Inspire. As evidenced by our Core Values in Action Awards, story-sharing is big at Ruby. We enjoy expressing our triumphs and congratulating one another on successes, and have found doing so keeps the energy and positivity flowing on even the toughest of days. So, naturally, when anyone on staff receives a compliment from a caller or customer, we share it! We email our compliments to a shared distribution list—and believe me, they add up quickly. Any time you’re in need of a pick-me-up, a quick glance at our “werock” emails is sure to brighten your day and inspire you to keep fighting the good fight against impersonal service and lackluster workdays.
Empower. Our entire staff has access to a prepaid Amazon account, and when a team member feels moved to send something special to a customer, they’re free to make it happen—no questions asked. It’s not just about gift giving though—when the mood strikes, receptionists are encouraged to step away from the phones and take the time to pen a handwritten notecard or record a personal video message for our customers. If even the slightest spark of desire to make a connection hits, we want to fan the flame by empowering anyone and everyone on staff to see it through. Employees feel respected, trusted, and valued through this empowerment—and customers are delighted by their thoughtful gestures.
That All Sounds Great—But How Do I Create a Culture of Service?
First, and most critically, you need to define your mission, and your staff needs to be driven by that same mission. The way your company aims to positively impact the lives of your customers will be unique to your business and your team must be on board. Without an innate desire to follow through on your mission, any efforts to incent, inspire, and empower your team are likely to fall flat. Need help defining your company purpose, values, or vision? Check out the Small Giants eBook: Purpose, Values, Vision – A Practical Guide.
Our specific methods of incenting, inspiring, and empowering employees were born out of feedback from those very employees, so once you’ve got your aligned team, try holding brainstorming sessions to ask:
- What would make it easier for us to connect with customers amidst the inevitable hubbub of everyday?
- How do we make sure connection-making opportunities don’t get lost?
- How can we incent employees to make those connections?
- How can we carve out time to make our customers feel special?
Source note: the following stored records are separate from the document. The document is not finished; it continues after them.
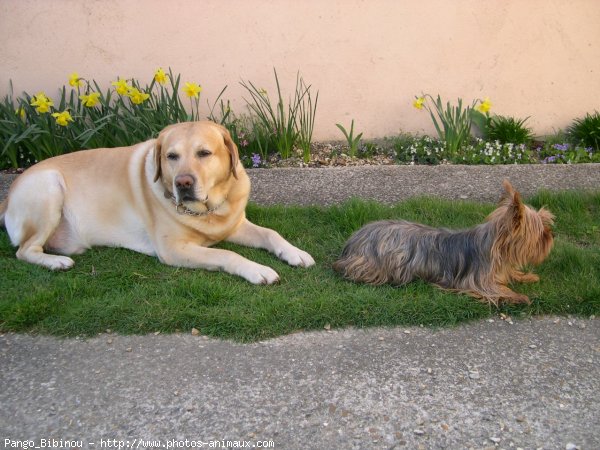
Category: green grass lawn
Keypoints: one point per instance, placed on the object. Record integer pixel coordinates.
(131, 293)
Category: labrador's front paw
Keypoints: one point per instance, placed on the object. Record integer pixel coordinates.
(258, 274)
(295, 257)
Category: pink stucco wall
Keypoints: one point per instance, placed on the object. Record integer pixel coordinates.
(537, 58)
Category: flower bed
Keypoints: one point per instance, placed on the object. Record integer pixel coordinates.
(273, 132)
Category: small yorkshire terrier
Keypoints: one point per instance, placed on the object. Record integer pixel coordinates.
(479, 261)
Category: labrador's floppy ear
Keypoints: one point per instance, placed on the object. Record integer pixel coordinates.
(157, 158)
(234, 156)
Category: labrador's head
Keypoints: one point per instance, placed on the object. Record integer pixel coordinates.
(192, 158)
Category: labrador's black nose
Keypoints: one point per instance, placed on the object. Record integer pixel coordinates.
(185, 181)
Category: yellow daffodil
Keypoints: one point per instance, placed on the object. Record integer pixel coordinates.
(137, 96)
(41, 102)
(160, 76)
(192, 90)
(485, 105)
(90, 100)
(121, 86)
(63, 118)
(74, 80)
(418, 103)
(20, 112)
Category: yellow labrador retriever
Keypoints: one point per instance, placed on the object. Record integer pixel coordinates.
(170, 197)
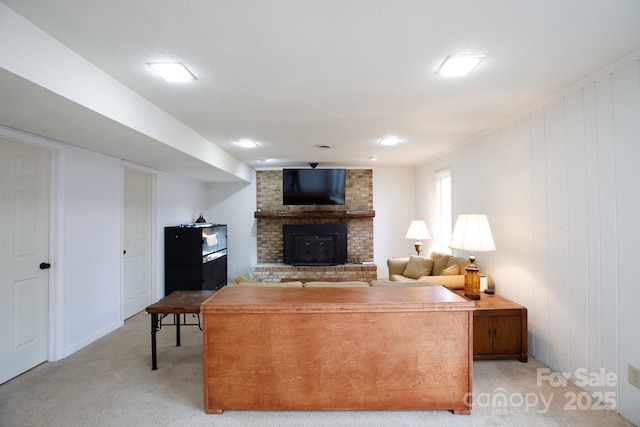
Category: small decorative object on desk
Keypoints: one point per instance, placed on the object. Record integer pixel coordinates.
(483, 283)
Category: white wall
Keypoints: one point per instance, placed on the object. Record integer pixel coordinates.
(394, 201)
(558, 185)
(234, 205)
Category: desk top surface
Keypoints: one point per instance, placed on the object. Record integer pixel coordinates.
(328, 300)
(180, 302)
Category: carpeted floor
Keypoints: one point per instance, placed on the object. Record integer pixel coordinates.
(110, 383)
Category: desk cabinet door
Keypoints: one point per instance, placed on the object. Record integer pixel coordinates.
(497, 334)
(482, 334)
(507, 334)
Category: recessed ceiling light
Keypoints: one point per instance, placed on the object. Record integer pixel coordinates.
(459, 65)
(247, 143)
(172, 71)
(390, 140)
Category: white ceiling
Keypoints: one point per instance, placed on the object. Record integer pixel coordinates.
(292, 74)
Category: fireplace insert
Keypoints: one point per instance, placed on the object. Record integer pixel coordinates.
(315, 244)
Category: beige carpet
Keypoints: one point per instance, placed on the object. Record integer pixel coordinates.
(110, 383)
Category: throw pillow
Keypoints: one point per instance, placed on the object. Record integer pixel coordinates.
(417, 267)
(451, 271)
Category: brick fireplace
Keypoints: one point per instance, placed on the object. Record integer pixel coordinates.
(357, 214)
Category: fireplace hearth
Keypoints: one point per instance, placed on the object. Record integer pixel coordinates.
(315, 244)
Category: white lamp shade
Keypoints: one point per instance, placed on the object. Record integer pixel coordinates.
(472, 233)
(417, 230)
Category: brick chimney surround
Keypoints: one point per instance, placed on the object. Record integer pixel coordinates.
(357, 213)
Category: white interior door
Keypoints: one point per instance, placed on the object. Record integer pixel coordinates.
(24, 245)
(137, 241)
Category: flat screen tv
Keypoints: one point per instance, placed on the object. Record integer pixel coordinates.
(313, 186)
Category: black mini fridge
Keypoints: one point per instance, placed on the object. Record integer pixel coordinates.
(195, 257)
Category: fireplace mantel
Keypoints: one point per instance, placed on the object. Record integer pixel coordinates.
(315, 214)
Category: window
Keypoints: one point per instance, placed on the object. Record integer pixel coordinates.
(442, 233)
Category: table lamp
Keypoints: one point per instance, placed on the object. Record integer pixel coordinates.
(417, 230)
(472, 233)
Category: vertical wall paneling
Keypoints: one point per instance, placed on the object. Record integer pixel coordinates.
(557, 222)
(577, 233)
(522, 208)
(567, 170)
(626, 118)
(541, 280)
(592, 216)
(608, 303)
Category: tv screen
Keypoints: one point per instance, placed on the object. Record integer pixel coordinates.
(313, 186)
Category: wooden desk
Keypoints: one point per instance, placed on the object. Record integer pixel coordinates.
(499, 329)
(176, 303)
(337, 349)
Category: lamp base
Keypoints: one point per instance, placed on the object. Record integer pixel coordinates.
(418, 246)
(472, 281)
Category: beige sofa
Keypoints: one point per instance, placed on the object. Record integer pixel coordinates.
(243, 281)
(441, 269)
The goal is to make it second nature for everyone on staff to go above and beyond for customers in their own way. Once you’ve brainstormed solutions, put them into action and create training to support them so as you gain new employees, they’re prepared to strive for those connection-building opportunities from day one. Find ways to encourage exceptional service, build systems to make it as effortless as possible to achieve, and then, think of more ways to get there. Wow, rinse, repeat.
I’ve seen firsthand the powerful effects of incenting, inspiring, and empowering a staff. If a culture of service is something you’re striving for, I hope Ruby can serve as a model to help you get there. When a team of aligned, dedicated employees is given the encouragement and freedom to go above and beyond for customers, the results are nothing short of revolutionary.